After graduating from the Gadiach District School in 1862, Mirnyi worked as a clerk in a law court. In 1871 he was appointed to a post in the Poltava Provincial Treasury and Revenue Department.

Mirnyi began his literary career in 1872 with the publication of the poem “Ukraine” and the short story “Led Astray by a Demon.” The social criticism implicit in his works made it necessary for him to use a pseudonym. His literary development was influenced by T. G. Shevchenko and the Russian revolutionary democrats and Narodniks of the 1870’s. His works are important for their realistic depiction of the Ukrainian village and its irreconcilable social contradictions and class stratification resulting from the reforms of 1861. In his novel Do Oxen Bellow When the Manger Is Full? (1872–75, first published in 1880 in Geneva), written in collaboration with his brother I. Bilyk (I. la. Rudchenko), Mirnyi showed the class basis of life’s conflicts, which he depicted realistically and with a profound understanding of human psychology. In exposing social evils, Mirnyi’s novel sounded a dissonant note in the chorus of liberal-bourgeois literature singing the praises of the “emancipated” Ukraine. It was published in the Ukraine in 1903 with the title Lost Strength, emphasizing the work’s main idea—that the anarchistic protest of a “noble bandit” cannot change an unjust world, but only diverts the peasants from genuine struggle for human rights and social justice. Such is the experience of the novel’s hero, Chipka Varenichenko.

The novella Villains (1877, Geneva) depicts the various paths taken by the Ukrainian intelligentsia, whose best representatives lived for the people. A broad picture of Ukrainian life is given in the novel Wayward Girl (parts 1–2, 1883–84; parts 1–4, 1928; Russian translation, 1948; film of the same title, 1961) and the novellas Misery Past and Present (1897) and Hungry Freedom (unfinished, published 1940). Wayward Girl portrays the spontaneous protest of a plundered village and the hard life and downfall of a peasant girl.

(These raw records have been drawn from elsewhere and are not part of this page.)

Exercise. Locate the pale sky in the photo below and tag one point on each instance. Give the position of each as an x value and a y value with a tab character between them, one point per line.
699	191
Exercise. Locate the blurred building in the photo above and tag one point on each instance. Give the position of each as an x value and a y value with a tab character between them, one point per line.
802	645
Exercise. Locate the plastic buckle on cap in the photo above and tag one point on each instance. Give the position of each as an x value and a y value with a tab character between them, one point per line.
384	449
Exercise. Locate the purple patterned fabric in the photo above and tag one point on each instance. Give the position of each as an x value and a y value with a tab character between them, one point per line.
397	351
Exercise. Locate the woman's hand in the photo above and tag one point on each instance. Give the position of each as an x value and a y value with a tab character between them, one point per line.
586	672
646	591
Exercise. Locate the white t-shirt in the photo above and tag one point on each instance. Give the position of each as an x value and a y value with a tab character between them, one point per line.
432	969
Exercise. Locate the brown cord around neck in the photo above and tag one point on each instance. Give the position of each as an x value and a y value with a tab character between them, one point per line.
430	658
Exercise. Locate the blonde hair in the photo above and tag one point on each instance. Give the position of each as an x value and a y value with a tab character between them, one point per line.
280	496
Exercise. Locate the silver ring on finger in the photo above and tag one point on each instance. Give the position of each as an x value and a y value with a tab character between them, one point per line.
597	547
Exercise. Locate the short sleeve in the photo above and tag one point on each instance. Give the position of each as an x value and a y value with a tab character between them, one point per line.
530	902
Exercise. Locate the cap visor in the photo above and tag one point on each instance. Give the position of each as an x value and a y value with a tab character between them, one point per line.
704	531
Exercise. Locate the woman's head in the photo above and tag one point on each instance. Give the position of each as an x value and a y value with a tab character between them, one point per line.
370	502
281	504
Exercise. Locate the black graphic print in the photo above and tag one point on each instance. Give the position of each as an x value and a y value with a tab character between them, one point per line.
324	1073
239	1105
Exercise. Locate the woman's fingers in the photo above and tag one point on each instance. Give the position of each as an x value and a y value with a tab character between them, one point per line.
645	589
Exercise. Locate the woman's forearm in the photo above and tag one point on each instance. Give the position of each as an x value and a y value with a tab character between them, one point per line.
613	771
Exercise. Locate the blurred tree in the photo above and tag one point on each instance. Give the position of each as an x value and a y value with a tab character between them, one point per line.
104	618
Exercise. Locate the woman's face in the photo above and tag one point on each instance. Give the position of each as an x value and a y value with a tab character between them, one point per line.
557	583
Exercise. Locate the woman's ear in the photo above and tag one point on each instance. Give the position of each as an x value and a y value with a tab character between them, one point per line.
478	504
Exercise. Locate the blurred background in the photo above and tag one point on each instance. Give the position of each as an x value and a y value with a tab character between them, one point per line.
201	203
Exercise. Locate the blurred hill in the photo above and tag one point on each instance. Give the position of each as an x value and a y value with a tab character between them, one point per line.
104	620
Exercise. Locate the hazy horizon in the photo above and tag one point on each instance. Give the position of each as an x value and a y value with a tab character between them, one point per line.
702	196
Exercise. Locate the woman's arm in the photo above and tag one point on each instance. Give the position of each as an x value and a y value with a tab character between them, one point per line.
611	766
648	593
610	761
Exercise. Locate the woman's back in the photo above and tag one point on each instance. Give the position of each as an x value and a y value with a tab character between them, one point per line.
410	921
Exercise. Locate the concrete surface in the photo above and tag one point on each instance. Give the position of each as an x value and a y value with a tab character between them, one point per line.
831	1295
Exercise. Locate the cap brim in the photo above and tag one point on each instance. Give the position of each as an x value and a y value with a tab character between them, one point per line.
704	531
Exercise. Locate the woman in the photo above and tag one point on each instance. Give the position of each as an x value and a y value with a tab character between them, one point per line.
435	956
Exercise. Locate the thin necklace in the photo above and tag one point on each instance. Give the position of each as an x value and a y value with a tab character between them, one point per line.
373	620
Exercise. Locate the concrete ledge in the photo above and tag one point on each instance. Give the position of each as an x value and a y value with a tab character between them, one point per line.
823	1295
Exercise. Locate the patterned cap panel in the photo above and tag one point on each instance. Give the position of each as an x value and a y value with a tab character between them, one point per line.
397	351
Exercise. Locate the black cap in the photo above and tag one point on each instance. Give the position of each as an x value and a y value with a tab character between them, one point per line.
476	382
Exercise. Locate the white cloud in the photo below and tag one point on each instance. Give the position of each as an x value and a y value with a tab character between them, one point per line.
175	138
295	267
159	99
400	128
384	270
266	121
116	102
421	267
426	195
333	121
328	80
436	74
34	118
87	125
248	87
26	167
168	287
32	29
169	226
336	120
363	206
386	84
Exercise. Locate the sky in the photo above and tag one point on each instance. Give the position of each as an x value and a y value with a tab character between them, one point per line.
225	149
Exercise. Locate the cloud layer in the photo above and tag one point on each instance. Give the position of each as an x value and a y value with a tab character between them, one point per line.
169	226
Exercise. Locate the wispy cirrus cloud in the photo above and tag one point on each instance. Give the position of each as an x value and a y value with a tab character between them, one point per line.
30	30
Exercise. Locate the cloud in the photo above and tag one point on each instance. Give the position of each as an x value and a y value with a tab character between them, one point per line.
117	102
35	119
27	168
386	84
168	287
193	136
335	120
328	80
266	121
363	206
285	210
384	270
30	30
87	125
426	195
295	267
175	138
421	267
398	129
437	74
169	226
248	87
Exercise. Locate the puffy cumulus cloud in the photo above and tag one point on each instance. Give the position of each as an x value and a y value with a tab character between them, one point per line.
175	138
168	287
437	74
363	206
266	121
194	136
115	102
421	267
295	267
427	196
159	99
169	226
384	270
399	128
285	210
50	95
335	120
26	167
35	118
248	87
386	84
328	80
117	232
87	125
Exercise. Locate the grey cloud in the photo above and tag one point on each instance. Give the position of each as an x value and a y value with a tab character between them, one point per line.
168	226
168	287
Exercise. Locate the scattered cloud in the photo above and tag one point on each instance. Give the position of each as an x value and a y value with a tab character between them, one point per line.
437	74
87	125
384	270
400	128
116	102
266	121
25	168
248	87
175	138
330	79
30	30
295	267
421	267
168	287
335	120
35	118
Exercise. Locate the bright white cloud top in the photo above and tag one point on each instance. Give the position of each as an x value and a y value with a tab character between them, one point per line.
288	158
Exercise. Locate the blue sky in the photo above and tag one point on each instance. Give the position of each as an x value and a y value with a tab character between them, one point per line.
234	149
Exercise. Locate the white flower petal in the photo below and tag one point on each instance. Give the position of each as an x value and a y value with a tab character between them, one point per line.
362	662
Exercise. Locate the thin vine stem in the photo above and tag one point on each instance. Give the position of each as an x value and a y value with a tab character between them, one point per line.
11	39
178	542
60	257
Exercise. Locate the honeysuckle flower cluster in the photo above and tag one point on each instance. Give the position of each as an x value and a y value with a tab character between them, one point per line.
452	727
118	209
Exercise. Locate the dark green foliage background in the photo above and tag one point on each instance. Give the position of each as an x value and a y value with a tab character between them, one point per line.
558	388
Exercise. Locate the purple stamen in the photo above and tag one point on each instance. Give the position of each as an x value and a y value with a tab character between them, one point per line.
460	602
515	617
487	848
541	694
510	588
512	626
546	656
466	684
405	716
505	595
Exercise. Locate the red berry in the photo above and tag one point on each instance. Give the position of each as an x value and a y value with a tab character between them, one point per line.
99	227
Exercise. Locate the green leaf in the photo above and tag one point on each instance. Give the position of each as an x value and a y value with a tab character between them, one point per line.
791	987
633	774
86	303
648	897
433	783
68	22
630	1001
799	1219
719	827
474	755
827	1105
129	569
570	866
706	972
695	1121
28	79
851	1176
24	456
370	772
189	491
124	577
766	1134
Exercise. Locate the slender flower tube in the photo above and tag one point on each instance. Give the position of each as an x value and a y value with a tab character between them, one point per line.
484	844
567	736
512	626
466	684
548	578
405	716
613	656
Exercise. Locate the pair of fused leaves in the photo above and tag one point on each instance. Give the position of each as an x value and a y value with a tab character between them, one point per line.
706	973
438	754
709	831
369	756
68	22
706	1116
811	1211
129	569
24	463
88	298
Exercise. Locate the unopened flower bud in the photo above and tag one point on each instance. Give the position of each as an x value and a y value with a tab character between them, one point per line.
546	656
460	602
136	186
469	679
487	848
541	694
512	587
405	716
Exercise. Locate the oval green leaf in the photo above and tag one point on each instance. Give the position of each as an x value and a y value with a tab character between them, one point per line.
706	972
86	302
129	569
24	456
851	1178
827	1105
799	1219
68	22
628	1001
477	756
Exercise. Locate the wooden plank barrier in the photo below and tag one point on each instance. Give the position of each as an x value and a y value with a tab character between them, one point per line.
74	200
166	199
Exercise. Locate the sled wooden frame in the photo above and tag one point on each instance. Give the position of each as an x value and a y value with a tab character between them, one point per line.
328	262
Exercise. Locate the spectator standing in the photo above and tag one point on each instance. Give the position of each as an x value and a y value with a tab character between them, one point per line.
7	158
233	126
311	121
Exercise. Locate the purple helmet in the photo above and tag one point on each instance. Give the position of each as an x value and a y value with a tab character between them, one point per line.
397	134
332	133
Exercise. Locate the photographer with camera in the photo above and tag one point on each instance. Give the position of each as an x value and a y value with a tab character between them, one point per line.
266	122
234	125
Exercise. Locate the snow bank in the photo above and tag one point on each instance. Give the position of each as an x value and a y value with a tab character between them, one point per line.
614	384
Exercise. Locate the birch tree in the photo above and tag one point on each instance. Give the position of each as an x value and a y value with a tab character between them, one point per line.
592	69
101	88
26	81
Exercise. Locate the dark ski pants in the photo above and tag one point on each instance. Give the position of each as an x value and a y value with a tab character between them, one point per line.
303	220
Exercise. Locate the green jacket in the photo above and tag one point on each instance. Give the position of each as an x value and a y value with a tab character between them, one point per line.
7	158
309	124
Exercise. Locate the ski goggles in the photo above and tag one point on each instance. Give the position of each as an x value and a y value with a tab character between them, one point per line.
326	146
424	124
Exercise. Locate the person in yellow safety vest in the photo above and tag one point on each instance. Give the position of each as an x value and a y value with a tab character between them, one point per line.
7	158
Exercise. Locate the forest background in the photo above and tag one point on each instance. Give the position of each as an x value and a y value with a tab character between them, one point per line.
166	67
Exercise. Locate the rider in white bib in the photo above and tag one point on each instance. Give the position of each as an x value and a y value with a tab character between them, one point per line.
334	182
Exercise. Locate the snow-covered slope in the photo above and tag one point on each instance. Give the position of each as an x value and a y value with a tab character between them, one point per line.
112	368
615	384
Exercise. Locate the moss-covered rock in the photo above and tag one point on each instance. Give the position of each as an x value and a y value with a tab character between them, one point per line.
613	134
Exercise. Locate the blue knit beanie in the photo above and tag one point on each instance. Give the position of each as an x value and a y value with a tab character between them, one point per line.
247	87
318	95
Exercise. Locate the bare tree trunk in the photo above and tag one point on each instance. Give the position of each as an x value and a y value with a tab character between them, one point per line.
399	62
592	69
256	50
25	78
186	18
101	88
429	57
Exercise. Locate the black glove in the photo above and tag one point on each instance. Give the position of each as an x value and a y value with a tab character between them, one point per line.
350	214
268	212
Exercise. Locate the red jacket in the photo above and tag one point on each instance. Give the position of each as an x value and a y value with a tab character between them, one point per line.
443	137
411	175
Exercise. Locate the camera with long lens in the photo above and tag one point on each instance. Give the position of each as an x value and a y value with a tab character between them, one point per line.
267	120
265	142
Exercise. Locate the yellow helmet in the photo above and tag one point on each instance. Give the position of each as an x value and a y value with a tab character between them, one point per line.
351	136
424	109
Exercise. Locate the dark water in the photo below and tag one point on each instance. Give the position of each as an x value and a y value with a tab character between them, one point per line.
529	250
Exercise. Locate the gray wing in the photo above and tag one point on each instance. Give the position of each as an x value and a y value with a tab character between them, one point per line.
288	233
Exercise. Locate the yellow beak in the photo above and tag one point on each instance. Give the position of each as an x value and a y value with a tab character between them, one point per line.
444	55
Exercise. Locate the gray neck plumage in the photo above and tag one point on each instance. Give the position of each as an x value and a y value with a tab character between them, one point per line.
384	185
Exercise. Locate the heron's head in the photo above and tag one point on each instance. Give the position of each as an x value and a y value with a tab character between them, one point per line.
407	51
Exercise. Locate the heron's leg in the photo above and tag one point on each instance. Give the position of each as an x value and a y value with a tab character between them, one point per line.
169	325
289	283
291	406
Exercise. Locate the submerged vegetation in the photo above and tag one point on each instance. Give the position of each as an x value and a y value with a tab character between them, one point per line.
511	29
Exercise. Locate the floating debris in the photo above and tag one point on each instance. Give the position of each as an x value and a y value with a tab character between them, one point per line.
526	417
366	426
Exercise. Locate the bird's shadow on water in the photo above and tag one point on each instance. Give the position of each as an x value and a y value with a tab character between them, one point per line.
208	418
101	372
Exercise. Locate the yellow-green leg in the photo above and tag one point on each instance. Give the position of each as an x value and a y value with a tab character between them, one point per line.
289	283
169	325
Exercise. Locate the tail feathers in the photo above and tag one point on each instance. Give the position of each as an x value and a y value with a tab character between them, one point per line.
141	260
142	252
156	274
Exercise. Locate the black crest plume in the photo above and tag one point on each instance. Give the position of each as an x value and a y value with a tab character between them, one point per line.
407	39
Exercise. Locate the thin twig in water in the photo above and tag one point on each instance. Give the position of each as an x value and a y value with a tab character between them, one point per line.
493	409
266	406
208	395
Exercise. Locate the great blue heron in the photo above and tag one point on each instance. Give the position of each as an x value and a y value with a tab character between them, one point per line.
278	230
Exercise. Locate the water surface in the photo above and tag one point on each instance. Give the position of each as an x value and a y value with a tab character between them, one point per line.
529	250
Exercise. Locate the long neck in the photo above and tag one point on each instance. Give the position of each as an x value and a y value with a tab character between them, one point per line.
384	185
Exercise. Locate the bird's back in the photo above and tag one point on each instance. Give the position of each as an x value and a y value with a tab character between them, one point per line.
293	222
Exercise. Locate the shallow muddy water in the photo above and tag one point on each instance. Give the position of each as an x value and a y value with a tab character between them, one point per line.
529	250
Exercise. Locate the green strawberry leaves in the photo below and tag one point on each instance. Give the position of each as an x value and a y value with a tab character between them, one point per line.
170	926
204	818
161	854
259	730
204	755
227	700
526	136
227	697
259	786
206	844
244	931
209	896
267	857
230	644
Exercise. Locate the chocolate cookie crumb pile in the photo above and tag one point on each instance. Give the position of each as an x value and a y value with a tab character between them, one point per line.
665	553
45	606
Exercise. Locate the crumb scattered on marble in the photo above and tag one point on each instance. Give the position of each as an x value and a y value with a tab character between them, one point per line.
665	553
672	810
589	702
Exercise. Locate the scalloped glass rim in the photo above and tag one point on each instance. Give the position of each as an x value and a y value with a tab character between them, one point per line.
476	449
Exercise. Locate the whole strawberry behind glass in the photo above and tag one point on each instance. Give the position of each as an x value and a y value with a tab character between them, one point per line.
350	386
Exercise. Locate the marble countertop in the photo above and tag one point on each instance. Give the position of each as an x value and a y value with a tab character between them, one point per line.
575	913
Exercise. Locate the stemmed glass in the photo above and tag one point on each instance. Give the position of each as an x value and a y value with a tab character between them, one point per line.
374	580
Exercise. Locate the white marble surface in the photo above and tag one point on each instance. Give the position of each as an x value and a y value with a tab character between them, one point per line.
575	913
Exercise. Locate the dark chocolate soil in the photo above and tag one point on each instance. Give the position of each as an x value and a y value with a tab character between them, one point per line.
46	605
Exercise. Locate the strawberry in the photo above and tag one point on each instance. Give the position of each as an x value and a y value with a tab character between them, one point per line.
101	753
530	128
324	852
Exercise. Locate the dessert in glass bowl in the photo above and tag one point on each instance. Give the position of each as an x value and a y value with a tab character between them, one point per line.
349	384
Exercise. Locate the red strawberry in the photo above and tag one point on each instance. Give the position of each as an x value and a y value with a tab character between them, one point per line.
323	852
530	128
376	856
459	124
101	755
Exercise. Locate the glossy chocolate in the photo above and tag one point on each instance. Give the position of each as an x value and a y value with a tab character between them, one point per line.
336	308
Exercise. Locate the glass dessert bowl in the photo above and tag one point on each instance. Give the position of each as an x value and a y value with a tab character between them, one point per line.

In the 1880’s Mirnyi created the series of stories We Take It as It Comes, of which only “A Day at Pasture” and “Father and Mother” were published during the writer’s lifetime (1884). Mirnyi was the author of short stories, fairy tales, the prose poem A Dream (1905) about a future classless society, and a free poetic adaptation of The Tale of Igor’s Campaign (1896). He also wrote several plays, including Limerivna (1883, published 1899), based on an 18th-century folk ballad, and The Nun (1884; published 1929). He translated into Ukrainian works by A. S. Pushkin, M. lu. Lermontov, I. S. Turgenev, A. N. Ostrovskii, Shakespeare, and H. Longfellow. Mirnyi’s works have been translated into many languages of the USSR and various foreign languages.

WORKS

Tvory, vols. 1–5. Kiev, 1960.
In Russian translation:
Sobr. soch., vols. 1–4. Moscow, 1951.
Izbrannoe. Moscow, 1952.

REFERENCES

Evdokymenko, V. Iu. Suspil’nopolitychni pogliady Panasa Myrnoho. Kiev, 1955.
Bilets’kyi, O. “Panas Myrnyi.” In Vid davnyny do suchasnosti, vol. 1. Kiev, 1960.
Pyvovarov, N. F. Panas Myrnyi. Kiev, 1965.